In 2005, Wal-Mart opened a store there after some opposition. Building a Wal-Mart anywhere in the metroliberal Seattle area is next to impossible, as you can imagine. I've been to the Covington Wal-Mart. It is very nice and very unobtrusive, located well off the main drag of Kent-Kangley Road.
Michael Luis & Associates, a public affairs, communications and civic leadership consulting firm in the Seattle area, has prepared profiles assessing the impact of the opening of Wal-Mart stores in communities throughout Washington. The one concerning Covington can be downloaded here.
Thursday: We'll hop over to Apple Country and look at the effects of the Wal-Mart that opened in Wenatchee.

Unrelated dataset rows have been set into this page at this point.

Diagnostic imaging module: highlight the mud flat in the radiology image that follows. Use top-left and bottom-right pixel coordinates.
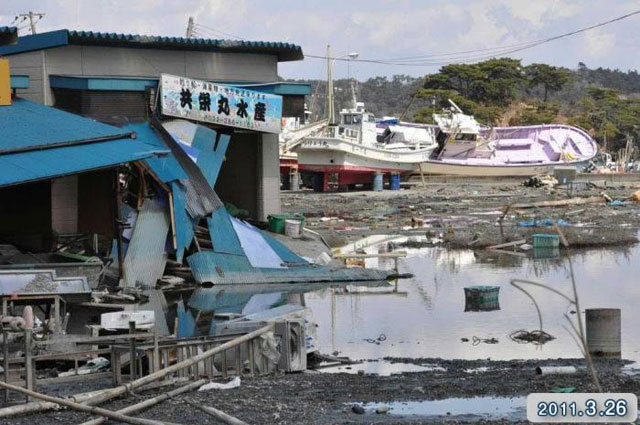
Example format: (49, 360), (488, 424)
(282, 180), (640, 249)
(11, 359), (640, 425)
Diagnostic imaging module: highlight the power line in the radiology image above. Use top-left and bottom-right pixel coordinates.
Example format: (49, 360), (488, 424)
(305, 10), (640, 66)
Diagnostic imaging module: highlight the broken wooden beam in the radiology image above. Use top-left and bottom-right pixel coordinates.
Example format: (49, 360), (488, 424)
(80, 379), (207, 425)
(189, 402), (248, 425)
(0, 381), (176, 425)
(511, 196), (606, 209)
(485, 239), (527, 249)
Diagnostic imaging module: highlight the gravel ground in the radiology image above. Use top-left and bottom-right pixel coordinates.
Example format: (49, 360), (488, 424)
(7, 359), (640, 425)
(282, 181), (640, 248)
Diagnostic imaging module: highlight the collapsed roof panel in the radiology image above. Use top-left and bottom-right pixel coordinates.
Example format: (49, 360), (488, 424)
(0, 99), (130, 154)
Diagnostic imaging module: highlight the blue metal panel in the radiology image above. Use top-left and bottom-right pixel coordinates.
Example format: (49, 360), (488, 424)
(207, 208), (245, 255)
(238, 82), (311, 96)
(171, 181), (194, 263)
(49, 75), (158, 91)
(0, 99), (129, 154)
(11, 75), (29, 89)
(0, 30), (68, 56)
(0, 29), (304, 62)
(192, 125), (230, 187)
(123, 123), (188, 183)
(261, 232), (309, 264)
(187, 251), (390, 285)
(0, 139), (161, 186)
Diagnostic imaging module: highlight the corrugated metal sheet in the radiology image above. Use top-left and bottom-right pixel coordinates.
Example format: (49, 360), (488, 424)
(0, 138), (166, 186)
(0, 29), (304, 62)
(207, 208), (246, 255)
(171, 181), (194, 263)
(124, 195), (169, 288)
(151, 116), (223, 218)
(261, 232), (309, 264)
(0, 270), (91, 295)
(163, 120), (231, 187)
(124, 122), (188, 183)
(187, 251), (389, 285)
(0, 99), (129, 154)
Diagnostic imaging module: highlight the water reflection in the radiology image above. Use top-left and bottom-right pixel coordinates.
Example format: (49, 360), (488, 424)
(304, 238), (640, 360)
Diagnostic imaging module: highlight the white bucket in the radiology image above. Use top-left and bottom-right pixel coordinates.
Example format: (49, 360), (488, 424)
(284, 220), (300, 236)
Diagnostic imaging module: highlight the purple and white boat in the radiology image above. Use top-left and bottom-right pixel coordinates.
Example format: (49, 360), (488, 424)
(416, 101), (598, 176)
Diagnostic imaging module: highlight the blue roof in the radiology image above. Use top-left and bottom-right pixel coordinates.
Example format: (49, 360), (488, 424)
(0, 99), (168, 186)
(0, 99), (131, 154)
(0, 29), (304, 62)
(0, 27), (18, 46)
(49, 75), (311, 96)
(0, 134), (165, 186)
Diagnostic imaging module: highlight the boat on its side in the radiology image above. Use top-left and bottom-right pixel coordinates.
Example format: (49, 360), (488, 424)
(416, 102), (598, 176)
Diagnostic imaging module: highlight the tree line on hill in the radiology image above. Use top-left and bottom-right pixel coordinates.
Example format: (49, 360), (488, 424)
(296, 58), (640, 150)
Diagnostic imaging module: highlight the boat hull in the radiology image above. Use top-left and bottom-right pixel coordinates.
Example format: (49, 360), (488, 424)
(416, 161), (579, 177)
(296, 139), (432, 174)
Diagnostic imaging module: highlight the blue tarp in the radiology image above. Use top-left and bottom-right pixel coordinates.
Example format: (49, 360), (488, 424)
(171, 181), (194, 263)
(0, 98), (129, 153)
(0, 133), (165, 186)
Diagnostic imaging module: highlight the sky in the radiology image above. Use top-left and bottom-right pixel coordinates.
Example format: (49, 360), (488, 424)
(0, 0), (640, 80)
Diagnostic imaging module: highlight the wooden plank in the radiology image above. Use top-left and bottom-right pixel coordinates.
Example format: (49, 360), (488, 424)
(485, 239), (527, 249)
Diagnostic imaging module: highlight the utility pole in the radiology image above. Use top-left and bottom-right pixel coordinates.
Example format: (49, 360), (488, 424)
(17, 11), (44, 34)
(327, 44), (334, 124)
(186, 16), (193, 38)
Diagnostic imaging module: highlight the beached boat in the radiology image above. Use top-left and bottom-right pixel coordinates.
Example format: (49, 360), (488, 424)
(294, 102), (437, 189)
(416, 101), (598, 176)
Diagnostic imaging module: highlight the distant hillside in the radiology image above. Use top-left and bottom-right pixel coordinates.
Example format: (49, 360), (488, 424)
(292, 58), (640, 148)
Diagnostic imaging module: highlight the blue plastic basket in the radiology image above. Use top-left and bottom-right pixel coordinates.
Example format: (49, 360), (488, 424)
(533, 234), (560, 248)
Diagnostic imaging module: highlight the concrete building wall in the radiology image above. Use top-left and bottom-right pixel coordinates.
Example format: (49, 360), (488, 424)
(256, 133), (280, 220)
(51, 175), (78, 234)
(8, 51), (44, 103)
(10, 45), (280, 220)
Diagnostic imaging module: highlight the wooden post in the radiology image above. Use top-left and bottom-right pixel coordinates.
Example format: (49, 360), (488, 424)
(153, 326), (160, 372)
(2, 330), (9, 405)
(236, 345), (242, 376)
(53, 295), (62, 334)
(129, 321), (137, 382)
(111, 345), (122, 386)
(80, 379), (207, 425)
(0, 324), (273, 418)
(418, 162), (427, 189)
(0, 382), (180, 425)
(24, 328), (35, 402)
(247, 340), (256, 376)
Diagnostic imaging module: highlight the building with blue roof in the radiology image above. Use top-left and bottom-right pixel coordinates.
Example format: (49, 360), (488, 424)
(0, 29), (311, 220)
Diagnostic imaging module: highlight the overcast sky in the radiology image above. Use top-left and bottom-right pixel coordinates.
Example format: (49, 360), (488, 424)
(0, 0), (640, 79)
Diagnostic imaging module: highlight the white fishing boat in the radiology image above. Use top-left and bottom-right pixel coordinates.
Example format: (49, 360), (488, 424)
(294, 102), (437, 189)
(416, 101), (598, 176)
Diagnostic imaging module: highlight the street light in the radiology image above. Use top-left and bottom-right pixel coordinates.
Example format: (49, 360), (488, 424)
(327, 45), (358, 124)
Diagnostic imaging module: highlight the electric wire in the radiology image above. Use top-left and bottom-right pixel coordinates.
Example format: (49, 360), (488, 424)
(305, 10), (640, 66)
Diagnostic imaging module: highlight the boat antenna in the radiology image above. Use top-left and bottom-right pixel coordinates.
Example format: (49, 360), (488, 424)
(351, 78), (357, 109)
(447, 99), (464, 114)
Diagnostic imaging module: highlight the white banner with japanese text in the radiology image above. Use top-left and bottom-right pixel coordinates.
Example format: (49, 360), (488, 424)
(160, 74), (282, 134)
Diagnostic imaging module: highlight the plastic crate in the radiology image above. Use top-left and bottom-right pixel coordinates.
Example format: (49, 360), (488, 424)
(464, 286), (500, 311)
(533, 234), (560, 248)
(267, 214), (304, 235)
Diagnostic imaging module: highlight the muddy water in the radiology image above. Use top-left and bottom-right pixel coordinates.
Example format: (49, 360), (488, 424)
(304, 235), (640, 361)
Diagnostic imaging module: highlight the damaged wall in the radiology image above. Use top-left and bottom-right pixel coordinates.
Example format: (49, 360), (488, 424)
(214, 131), (261, 217)
(0, 181), (51, 252)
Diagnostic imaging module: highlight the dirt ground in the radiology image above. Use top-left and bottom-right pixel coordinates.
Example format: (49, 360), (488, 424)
(6, 359), (640, 425)
(282, 180), (640, 248)
(5, 181), (640, 425)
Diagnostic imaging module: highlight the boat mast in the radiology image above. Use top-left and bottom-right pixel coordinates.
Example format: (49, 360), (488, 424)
(327, 44), (335, 124)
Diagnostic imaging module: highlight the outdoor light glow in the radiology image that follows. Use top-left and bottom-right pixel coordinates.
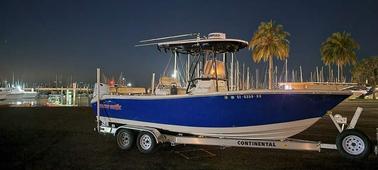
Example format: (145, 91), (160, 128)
(285, 84), (293, 90)
(172, 70), (177, 78)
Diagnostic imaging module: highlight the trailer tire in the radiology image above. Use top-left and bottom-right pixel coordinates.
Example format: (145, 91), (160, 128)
(137, 131), (157, 154)
(336, 129), (371, 160)
(116, 129), (135, 150)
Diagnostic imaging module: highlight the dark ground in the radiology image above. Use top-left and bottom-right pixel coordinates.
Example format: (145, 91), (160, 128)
(0, 101), (378, 169)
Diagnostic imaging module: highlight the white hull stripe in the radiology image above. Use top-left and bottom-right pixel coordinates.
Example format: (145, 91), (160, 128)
(100, 116), (320, 139)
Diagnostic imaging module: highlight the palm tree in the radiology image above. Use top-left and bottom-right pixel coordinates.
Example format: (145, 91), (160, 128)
(249, 20), (290, 89)
(320, 32), (360, 81)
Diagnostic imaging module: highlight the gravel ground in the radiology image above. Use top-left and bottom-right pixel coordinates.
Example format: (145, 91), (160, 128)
(0, 101), (378, 169)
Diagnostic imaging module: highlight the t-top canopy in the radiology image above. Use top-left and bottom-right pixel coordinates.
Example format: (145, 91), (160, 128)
(148, 33), (248, 54)
(157, 38), (248, 54)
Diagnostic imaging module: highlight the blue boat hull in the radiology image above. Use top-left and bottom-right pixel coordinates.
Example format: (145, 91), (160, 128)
(92, 92), (349, 138)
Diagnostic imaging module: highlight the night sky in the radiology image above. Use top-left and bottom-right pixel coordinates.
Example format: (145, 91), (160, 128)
(0, 0), (378, 86)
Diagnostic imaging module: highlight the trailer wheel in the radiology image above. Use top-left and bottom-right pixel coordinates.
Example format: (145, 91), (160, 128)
(137, 131), (157, 154)
(336, 129), (371, 160)
(117, 129), (134, 150)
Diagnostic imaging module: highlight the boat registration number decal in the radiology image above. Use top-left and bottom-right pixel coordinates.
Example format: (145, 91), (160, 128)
(224, 94), (262, 100)
(100, 104), (122, 110)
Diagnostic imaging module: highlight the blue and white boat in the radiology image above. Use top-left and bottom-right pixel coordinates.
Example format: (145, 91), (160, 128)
(92, 34), (351, 139)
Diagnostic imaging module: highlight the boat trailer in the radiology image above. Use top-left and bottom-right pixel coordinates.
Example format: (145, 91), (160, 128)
(98, 107), (378, 160)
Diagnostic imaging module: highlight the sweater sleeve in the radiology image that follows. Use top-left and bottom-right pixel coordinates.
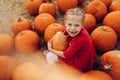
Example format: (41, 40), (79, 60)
(64, 38), (84, 59)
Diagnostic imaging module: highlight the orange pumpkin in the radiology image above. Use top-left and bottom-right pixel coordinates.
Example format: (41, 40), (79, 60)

The Covington Wal-Mart has only been open two years, but the impact of that store opening is clear. The major jump in sales from 2004 to 2005 reflects the opening of the new Wal-Mart in Covington, which opened its doors in early 2005. Retail store sales growth in this fast-growing community has been even stronger and more consistent than Covington since 1998. Sales growth in Maple Valley slowed only very slightly from 2004 to 2005, during the opening year of the Covington Wal-Mart, indicating that the new Wal-Mart did not take a big bite out of retail in Maple Valley. The retail customer traffic drawn by Wal-Mart has been a catalyst for additional retail development in the emerging “downtown” of Covington. Covington has benefited from increased tax revenues generated by expanded retail. A major new retailer like Wal-Mart shows up most prominently in increased local sales tax revenue, but also shows up in property taxes paid on the new building and whatever mix of business and utility taxes levied by the local government.
...the jump in inflation-adjusted revenues to the City of Covington between 2001 and 2005. During this four year period alone, sales tax revenue grew an inflation adjusted 54 percent.
As part of the development of the store, Wal-Mart made significant contributions to traffic mitigation measures that will serve other retail and future residential development in Downtown Covington. According to Hart, a well-designed store and adequate traffic improvements have made Wal-Mart a major net plus for the City. According to Messer, of the Covington Chamber, Wal-Mart is a “fantastic” contributor to the community. Store personnel are active in the chamber and in local service clubs, regularly attending events.
In 2006, Wal-Mart made two important community contributions. When the annual “Covington Days” festival was threatened with cancellation, due to lack of funding, Wal-Mart stepped up with a check for $10,000, ensuring that the festival would take place. Wal-Mart also participated in a volunteer recognition event at Covington Elementary School, providing clothes for students to wear at a fashion show.